Glossing over

It’s Monday, and it’s normally Lit Kid. It’ll come, folks, it will. Just not tonight.

It’s easy to be high on children’s books, but tonight, it’s fumes from white spirits. I have been learning the slow and delicate art of gloss painting.

I doubt anyone is going to take me on as a painter, but that’s not the point. It means we’ve finished off the room we were painting recently: walls, and now woodwork.

Deep in the recesses of my brain, I had some recollection of one of those DIY diagrams which tell you in which order to paint panels on doors. I don’t know if I got it right, but I did paint it panel by panel, and managed not to miss any.

Tonight, I even painted my old bedside table, knocked at the corners and looking pretty grubby. I was able to see that, once upon a time, it used to be a pale blue. No idea at what stage it turned white, but now it is genuinely white again.

There are gloss painting aficianados. I’m starting to realise why, a little. It’s slow work, methodical. I gather that in the past, when gloss was a lot more drippy, it was even more of a skill.

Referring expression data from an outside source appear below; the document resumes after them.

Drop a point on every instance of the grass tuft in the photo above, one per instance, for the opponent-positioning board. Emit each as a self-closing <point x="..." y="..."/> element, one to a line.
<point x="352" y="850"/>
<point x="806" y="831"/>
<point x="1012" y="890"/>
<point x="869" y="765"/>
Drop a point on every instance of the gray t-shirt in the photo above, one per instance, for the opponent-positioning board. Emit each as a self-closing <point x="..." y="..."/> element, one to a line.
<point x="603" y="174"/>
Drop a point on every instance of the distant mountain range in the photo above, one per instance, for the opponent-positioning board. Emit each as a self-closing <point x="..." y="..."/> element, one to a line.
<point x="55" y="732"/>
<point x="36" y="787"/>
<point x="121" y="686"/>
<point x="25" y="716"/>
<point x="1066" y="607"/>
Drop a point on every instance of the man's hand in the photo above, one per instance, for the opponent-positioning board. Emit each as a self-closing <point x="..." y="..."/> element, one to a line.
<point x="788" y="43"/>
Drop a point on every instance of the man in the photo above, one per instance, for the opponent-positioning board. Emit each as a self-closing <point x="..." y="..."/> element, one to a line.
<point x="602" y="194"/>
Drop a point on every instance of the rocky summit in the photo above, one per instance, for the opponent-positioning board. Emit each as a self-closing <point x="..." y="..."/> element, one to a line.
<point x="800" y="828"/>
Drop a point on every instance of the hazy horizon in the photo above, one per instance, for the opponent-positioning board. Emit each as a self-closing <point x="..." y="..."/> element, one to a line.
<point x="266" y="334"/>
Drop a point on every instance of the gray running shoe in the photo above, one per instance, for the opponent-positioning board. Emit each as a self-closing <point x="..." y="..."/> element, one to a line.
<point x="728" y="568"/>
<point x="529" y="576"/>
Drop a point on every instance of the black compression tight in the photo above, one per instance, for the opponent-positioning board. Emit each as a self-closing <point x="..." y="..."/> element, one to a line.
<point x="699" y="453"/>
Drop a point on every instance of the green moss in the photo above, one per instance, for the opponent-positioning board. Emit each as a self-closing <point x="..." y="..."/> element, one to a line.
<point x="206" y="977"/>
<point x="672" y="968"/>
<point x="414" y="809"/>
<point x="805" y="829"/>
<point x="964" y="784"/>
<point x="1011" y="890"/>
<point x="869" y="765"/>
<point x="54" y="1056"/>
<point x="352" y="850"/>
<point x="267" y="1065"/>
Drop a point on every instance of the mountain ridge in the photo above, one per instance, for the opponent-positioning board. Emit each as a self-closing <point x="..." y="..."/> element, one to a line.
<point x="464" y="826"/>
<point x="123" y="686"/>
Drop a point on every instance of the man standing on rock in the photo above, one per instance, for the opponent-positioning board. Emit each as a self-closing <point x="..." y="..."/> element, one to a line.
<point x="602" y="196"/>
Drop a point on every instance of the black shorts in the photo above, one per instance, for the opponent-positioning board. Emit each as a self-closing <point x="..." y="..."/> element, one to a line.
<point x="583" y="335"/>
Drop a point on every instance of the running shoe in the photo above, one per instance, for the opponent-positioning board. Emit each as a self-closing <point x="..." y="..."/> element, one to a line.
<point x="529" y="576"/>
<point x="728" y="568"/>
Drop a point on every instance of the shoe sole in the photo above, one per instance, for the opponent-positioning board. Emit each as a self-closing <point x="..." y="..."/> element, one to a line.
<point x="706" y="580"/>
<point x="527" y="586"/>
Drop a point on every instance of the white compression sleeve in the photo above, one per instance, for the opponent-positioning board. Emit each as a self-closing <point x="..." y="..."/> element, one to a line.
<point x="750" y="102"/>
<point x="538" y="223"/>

The plus side, I guess, is the sheen on what you paint. You may not have the most amazing coverage of what you’re painting (and I don’t), but all of a sudden, there’s a shine to the whole thing. It’s very gratifying, particularly on larger surfaces like doors.

The greater achievement, I feel, is the removal of two key items from my DIY list: the airing cupboard door, and the bedside table.

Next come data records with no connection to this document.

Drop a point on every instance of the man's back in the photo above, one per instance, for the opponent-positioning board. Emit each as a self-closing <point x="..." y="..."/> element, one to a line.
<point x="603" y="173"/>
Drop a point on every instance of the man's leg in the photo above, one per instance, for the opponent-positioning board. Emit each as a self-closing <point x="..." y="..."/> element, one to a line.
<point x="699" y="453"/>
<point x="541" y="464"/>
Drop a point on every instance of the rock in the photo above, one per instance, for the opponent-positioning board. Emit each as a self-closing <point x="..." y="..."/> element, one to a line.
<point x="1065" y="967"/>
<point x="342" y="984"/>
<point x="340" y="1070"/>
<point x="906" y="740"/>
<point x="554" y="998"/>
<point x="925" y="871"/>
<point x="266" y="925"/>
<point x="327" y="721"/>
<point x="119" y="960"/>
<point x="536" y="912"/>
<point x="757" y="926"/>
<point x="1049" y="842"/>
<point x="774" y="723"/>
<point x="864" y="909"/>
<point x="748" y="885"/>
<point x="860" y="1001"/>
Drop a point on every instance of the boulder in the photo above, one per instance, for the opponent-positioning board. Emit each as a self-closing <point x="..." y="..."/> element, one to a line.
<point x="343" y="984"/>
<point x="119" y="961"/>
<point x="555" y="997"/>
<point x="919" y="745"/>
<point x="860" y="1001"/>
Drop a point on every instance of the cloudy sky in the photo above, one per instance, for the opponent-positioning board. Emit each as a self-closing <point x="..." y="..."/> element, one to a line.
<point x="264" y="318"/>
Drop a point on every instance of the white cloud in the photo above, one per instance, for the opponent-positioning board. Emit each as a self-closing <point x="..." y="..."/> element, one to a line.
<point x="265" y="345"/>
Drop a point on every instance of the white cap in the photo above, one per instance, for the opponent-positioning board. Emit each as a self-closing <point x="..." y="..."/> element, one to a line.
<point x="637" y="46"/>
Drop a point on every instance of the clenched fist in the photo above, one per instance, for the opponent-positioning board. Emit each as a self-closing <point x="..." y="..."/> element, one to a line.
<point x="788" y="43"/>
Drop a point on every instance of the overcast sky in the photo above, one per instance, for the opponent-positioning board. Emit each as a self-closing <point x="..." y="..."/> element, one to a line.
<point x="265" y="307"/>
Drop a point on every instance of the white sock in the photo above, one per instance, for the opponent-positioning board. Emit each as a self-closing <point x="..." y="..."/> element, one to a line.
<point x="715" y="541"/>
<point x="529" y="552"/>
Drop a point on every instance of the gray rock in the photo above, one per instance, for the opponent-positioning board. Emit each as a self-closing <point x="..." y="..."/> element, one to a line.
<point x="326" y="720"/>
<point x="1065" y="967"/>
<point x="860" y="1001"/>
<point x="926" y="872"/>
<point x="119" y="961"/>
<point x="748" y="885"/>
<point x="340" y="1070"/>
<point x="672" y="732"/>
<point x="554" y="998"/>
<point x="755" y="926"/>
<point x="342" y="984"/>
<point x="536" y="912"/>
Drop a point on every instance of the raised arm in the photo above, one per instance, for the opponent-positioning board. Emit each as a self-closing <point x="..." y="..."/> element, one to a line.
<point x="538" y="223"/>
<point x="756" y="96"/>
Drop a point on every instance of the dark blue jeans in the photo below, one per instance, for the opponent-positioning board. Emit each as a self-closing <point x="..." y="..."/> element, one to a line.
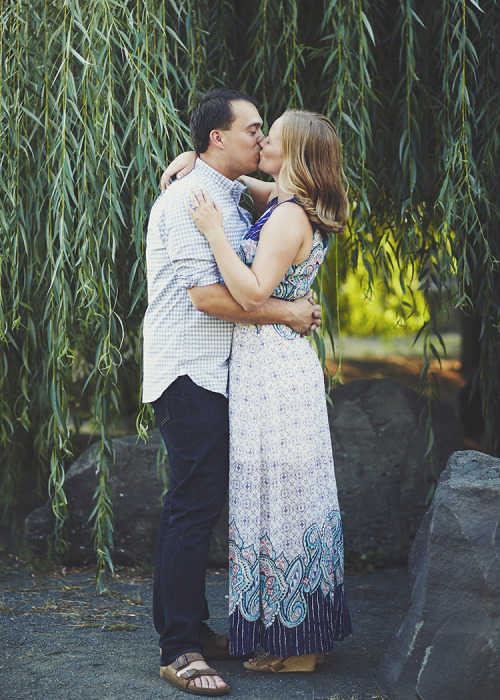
<point x="194" y="424"/>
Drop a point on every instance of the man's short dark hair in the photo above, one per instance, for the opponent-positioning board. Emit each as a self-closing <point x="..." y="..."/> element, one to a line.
<point x="213" y="111"/>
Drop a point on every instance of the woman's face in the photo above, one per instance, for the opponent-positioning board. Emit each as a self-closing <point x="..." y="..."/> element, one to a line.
<point x="271" y="155"/>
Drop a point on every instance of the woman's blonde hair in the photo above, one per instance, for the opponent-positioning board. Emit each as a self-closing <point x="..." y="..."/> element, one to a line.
<point x="312" y="168"/>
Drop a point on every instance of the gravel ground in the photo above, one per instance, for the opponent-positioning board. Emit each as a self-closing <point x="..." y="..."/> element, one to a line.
<point x="63" y="641"/>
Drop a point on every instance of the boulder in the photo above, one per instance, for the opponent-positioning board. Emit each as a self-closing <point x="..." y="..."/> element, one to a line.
<point x="448" y="647"/>
<point x="383" y="473"/>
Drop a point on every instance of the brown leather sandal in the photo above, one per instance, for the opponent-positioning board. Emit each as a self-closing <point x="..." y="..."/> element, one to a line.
<point x="182" y="681"/>
<point x="266" y="663"/>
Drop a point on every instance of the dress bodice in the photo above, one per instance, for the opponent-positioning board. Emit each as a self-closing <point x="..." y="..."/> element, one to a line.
<point x="298" y="278"/>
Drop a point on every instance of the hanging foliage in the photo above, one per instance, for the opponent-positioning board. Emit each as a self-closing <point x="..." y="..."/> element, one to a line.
<point x="94" y="101"/>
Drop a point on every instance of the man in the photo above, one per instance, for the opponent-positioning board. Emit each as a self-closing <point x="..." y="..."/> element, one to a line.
<point x="187" y="340"/>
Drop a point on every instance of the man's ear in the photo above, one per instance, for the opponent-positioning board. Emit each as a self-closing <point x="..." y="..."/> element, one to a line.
<point x="216" y="139"/>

They’ve been on there for several years, so it seems, migrating from one year’s notebook to another with no feeling of urgency.

Gloss painting isn’t urgent either. That’s quite nice. A friend showed me how to wrap the brush in a plastic bag, so you don’t have to wash it out if you are back to paint soon after. Also good.

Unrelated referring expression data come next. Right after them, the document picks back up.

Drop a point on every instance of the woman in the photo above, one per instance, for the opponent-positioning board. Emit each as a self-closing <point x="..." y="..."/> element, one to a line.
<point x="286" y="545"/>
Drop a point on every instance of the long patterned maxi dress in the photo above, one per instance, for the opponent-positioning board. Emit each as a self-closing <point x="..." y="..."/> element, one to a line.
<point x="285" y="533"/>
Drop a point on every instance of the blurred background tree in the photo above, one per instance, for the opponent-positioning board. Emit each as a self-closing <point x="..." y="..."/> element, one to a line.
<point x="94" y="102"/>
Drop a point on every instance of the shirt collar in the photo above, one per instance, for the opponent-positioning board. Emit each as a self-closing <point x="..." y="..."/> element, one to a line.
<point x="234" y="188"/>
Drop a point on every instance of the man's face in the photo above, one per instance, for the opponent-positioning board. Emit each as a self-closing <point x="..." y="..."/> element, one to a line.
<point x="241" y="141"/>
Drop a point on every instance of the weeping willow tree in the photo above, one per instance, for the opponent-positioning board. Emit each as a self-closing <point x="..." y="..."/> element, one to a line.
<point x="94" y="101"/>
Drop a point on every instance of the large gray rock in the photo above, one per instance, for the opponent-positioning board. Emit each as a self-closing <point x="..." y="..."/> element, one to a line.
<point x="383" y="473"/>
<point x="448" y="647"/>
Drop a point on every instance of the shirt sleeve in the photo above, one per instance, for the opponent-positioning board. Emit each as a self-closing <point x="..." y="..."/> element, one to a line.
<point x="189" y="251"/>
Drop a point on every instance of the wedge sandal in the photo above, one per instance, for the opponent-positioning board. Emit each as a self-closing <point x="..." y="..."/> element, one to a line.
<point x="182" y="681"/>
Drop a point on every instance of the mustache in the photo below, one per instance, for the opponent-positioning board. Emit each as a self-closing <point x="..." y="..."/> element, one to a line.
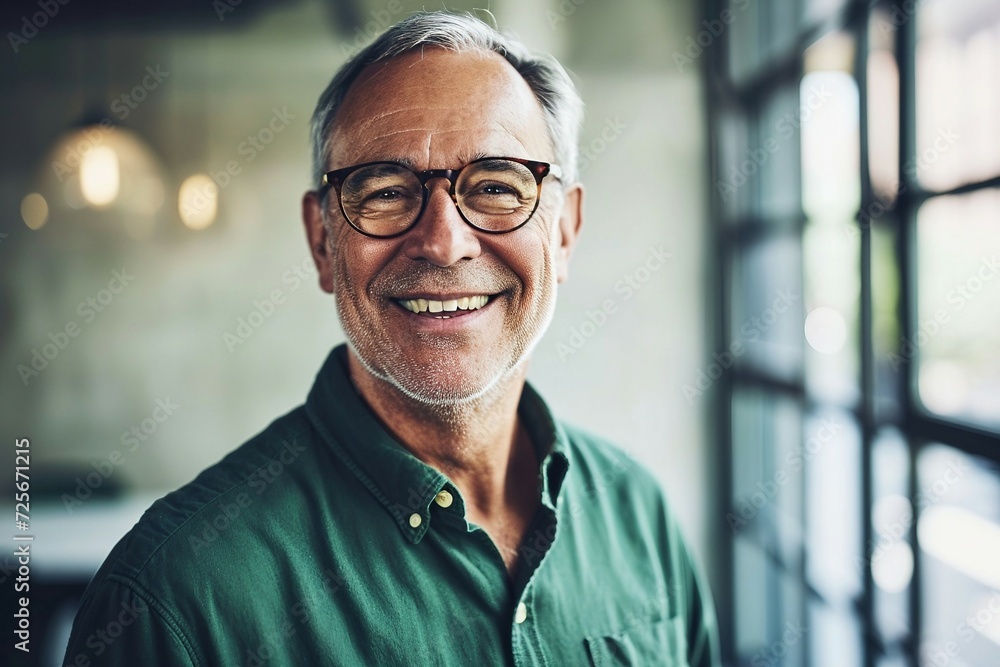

I open the white spirits, finally at an end and ready to clean up. Quickly, I am transported back to my six-year-old self, looking on at my dad painting miniature figures. Humbrol paints (tiny pots), white spirit to clean the delicate brushes.

It doesn’t do to linger over paint thinners, it’s true, but I like the happy memories associated with that certain smell. Admiring someone else’s efforts, and now, my own.